Beckham doesn’t notably move the meter on televised Galaxy games. But he spikes attendance in a way unmatched by any of the league’s other designated players: Ljungberg in Seattle, Cuauhtemoc Blanco in Chicago, Juan Pablo Angel in New York, Guillermo Barros Schelotto in Columbus or Luciano Emilio with D.C. United.
“Maybe Cuauhtemoc Blanco in Chicago has helped attendance a little bit because he’s such a popular Mexican player and there are so many Mexican soccer fans in Chicago,” Wahl said. “It spiked attendance a little bit when he arrived in 2007, but I don’t think it really does much anymore.”
Increased attendance is part of the reason MLS created the designated-player rule, which allows each team one high-profile signing that doesn’t fully count against each team’s $2 million salary cap.
In the cases of Beckham ($6.5 million) and Blanco (almost $2.9 million), their individual salaries top those of all their teammates combined.
According to the MLS players association, Ljungberg’s $1.3 million salary is $1 million a year more than veteran teammate Kasey Keller, while even Keller makes 15 times more than rookie Sanna Nyassi.
In Wahl’s book, that kind of salary disparity was among the reasons Beckham has never been just one of the guys among the Galaxy.
However, Ljungberg said Thursday he doesn’t believe his millionaire status has separated him from his teammates in any disruptive way.
“When we play in Europe … you have young guys that don’t earn close to as much as the big boys do,” Ljungberg said. “That’s the same thing, I would say. Maybe it’s a bit more graphic: You don’t earn so much money, some of the young ones down on the roster here. But I don’t feel it that way. They want me here to help and I try to help my young guys and my teammates as much as I can.

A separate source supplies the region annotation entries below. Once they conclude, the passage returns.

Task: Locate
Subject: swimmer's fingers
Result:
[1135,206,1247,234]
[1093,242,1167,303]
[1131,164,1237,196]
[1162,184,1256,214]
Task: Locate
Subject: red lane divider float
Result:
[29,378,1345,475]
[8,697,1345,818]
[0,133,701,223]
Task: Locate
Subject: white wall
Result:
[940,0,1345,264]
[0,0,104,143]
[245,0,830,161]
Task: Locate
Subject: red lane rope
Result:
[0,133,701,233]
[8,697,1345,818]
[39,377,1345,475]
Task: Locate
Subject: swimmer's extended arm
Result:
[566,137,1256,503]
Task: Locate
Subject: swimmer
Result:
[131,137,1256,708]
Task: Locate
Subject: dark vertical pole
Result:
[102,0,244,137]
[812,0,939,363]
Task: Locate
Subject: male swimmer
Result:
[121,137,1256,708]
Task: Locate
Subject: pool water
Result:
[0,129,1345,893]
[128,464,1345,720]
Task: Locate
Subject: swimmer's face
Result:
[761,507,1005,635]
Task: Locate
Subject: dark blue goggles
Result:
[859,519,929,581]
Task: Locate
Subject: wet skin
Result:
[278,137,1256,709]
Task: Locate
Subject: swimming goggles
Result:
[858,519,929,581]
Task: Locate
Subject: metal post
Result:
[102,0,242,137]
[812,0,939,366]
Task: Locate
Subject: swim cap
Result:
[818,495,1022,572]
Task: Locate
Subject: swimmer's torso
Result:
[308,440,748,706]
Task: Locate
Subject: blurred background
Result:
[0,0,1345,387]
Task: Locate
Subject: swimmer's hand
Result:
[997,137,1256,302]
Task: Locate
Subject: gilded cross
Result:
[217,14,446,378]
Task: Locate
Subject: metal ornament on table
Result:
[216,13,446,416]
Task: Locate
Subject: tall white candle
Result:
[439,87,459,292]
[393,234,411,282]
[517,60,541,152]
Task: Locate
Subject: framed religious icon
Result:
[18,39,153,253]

My teammates have just been great.”
The MLS collective bargaining agreement with its players expires at the end of this season. Matters such as minimum salaries, team budgets and perhaps even an increase in the number of designated players are all up for negotiation – especially after international teams touring the country this summer showed MLS owners that American fans will pay to watch high-quality soccer.

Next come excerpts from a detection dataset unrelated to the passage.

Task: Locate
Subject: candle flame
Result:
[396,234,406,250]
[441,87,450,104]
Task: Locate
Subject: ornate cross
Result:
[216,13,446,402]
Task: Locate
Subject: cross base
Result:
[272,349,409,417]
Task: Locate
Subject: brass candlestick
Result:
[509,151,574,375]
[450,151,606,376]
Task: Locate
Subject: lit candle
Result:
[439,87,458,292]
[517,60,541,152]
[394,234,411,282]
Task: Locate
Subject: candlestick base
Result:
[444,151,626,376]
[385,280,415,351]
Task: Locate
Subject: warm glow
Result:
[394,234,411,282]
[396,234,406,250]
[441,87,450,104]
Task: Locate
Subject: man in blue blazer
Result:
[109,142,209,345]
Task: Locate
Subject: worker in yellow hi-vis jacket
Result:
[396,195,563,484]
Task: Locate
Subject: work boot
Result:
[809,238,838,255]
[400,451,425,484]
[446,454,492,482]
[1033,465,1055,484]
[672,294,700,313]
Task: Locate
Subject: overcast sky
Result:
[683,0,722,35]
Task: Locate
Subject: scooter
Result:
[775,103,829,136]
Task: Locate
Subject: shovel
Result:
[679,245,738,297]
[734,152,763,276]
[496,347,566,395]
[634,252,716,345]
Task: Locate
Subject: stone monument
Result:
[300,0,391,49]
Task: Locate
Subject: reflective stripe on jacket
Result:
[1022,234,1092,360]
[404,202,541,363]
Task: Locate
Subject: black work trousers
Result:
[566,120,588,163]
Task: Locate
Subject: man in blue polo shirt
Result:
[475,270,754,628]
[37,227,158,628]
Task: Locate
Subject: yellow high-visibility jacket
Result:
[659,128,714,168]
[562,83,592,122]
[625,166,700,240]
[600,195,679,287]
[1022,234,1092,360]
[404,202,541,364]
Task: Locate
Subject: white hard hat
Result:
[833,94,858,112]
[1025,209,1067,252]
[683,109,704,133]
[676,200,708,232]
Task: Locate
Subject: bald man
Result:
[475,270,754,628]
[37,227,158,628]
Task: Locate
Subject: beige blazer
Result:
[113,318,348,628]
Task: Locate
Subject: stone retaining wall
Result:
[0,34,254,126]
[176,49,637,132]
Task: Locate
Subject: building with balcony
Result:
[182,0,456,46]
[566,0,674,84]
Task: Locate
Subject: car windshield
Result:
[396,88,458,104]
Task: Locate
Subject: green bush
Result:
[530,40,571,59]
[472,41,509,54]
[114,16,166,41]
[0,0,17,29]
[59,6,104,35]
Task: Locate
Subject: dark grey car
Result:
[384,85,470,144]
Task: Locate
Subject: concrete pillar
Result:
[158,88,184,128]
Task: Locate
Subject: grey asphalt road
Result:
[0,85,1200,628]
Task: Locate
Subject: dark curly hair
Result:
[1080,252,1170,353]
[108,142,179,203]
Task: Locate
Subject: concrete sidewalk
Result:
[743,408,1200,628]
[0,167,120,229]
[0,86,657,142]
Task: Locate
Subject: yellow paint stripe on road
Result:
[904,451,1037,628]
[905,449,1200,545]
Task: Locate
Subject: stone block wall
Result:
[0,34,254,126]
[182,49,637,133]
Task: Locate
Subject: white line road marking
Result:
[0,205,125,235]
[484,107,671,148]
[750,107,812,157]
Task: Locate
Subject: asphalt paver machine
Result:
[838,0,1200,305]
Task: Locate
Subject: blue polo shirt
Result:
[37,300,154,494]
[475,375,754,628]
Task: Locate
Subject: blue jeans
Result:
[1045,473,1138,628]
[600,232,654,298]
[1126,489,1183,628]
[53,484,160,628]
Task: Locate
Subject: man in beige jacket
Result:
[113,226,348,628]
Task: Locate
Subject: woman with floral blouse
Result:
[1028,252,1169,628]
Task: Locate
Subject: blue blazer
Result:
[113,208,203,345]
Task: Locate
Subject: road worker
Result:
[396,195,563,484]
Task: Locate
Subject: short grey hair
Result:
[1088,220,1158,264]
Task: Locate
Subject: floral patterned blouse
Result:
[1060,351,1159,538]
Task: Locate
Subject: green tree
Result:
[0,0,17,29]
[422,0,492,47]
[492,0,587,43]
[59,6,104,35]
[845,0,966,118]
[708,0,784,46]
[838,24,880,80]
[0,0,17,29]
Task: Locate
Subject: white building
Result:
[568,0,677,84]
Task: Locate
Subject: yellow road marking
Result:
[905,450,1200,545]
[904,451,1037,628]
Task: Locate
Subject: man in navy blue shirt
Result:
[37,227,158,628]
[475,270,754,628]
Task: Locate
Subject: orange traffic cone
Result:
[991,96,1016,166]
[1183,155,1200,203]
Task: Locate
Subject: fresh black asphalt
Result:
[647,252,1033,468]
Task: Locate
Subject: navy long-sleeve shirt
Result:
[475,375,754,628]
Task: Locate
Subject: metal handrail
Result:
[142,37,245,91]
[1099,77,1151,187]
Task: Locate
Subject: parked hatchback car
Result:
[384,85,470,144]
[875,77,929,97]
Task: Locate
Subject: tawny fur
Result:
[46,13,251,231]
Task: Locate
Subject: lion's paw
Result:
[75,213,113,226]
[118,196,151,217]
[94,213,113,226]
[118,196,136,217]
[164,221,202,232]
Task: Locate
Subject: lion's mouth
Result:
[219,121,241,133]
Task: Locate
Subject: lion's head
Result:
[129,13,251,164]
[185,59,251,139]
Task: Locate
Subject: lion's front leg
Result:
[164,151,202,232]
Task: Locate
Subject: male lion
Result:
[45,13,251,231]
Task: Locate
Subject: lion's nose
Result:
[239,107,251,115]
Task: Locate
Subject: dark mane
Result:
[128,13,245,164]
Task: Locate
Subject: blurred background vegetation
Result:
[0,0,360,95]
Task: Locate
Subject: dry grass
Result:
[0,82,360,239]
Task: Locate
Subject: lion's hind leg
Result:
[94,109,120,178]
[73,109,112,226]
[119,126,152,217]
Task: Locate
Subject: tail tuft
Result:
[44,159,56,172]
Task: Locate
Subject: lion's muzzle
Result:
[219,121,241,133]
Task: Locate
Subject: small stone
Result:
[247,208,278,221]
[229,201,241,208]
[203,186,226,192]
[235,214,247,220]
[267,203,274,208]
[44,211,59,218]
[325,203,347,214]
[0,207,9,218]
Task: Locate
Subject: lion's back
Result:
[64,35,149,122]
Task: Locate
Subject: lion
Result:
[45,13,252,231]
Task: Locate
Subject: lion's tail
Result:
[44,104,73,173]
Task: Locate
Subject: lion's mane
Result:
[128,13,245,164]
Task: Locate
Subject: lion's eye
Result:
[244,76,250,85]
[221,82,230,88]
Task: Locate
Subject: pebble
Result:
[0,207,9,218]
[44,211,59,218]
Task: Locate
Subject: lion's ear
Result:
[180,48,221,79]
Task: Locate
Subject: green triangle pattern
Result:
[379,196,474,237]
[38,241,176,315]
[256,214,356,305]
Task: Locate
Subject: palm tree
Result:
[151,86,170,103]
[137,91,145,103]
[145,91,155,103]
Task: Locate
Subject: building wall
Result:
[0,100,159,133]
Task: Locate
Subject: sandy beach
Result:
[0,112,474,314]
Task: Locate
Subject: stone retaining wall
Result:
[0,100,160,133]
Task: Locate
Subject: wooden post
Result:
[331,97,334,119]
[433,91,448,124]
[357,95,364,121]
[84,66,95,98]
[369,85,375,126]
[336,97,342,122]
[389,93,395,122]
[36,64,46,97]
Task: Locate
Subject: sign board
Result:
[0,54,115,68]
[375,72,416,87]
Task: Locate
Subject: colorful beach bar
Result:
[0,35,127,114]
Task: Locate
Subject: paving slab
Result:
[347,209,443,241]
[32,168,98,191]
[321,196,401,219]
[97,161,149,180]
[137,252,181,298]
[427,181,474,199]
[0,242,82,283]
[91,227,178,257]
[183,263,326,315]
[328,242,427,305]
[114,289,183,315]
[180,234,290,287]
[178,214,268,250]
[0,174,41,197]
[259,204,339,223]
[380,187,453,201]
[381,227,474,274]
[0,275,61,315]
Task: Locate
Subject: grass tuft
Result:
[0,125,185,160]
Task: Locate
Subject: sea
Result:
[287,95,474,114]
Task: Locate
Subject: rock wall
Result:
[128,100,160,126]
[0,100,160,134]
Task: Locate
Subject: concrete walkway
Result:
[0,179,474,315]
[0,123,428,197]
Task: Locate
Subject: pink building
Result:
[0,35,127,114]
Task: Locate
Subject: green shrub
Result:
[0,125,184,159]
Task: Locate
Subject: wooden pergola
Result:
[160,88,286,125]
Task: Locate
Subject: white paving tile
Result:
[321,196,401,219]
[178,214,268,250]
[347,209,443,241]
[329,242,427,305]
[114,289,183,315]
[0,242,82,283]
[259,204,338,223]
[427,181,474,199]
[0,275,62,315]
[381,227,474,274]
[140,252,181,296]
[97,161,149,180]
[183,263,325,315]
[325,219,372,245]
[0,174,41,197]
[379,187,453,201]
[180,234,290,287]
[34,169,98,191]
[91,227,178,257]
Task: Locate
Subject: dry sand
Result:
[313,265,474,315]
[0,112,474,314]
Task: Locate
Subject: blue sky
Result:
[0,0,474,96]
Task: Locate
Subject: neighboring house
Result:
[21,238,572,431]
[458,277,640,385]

“We’ve got to manage our business to the market, and the market is growing in a big way,” commissioner Don Garber said at the MLS All-Star Game last month in Utah.
“So, if there is an opportunity for us to capture that market with an adjustment to our business model, we’ll do that. But we’re not going to do it just because we look at a couple of exhibition games and think we’ve got to go out and compete with AC Milan or Chelsea. … You’re talking about $200 million in salaries for some of these teams. We have a salary budget of $2 million. So the delta between two and 200 is so vast that it’s going to take us a generation before we’re competing against FC Barcelona for players.”